The NHS and Macmillan Cancer Support both recommend telling children in age-appropriate language, as soon as a diagnosis is confirmed. Honesty — within the limits of what a child can understand — is consistently associated with better psychological outcomes for the child during and after a parent's treatment.

What to say to young children (ages 3–7)

Young children need simple, concrete language. The word 'cancer' should be used — not euphemisms like 'being poorly' or 'a problem with Mummy's body', which leave too much space for imagination. A useful frame is: 'I have something in my body called breast cancer. The doctors are going to help me get better, and it will take a while. There will be times when I feel tired and can't play as much, but that is because of the medicine, not because of anything you did.' Young children need repeated reassurance that the cancer is not their fault, and that they cannot catch it.

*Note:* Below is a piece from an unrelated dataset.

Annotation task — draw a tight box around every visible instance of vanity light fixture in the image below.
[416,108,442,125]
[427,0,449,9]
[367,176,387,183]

What to say to older children and teenagers

Children aged 8 and over can usually understand more of the medical reality and should be given it honestly: what stage the cancer is, what treatment will involve, what side effects to expect. Teenagers in particular often respond better when treated as near-adults — being given information, consulted about practical changes to family life, and given a role rather than being sidelined. The role might be small: making dinner on treatment days, keeping Mum company during recovery.

Teenagers also need space to be angry or frightened without feeling they have to perform stoicism for a parent's benefit. A brief acknowledgement that their reaction — whatever it is — is normal and valid goes a long way.

The conversation itself

Choose a quiet moment at home — not at bedtime, not in the car, not when either of you is rushed. Sit close. Let silence happen. Have the words 'breast cancer' ready and say them clearly, even if it is hard. Expect the unexpected: some children ask very practical questions (Will you lose your hair? Will you die?). Some go quiet. Some cry. Some say 'OK' and ask to go back to their tablet. All of these responses are normal.

Follow the child's lead on how much they want to know in that first conversation. There will be more conversations. This is not one talk but an ongoing dialogue that continues through treatment and beyond.

After the conversation

Tell the child's school or nursery. Teachers can watch for changes in behaviour — withdrawal, aggression, difficulty concentrating — that may not be visible at home. Many schools have pastoral staff trained to support children with a seriously ill parent. You do not have to manage this alone, and neither does your child.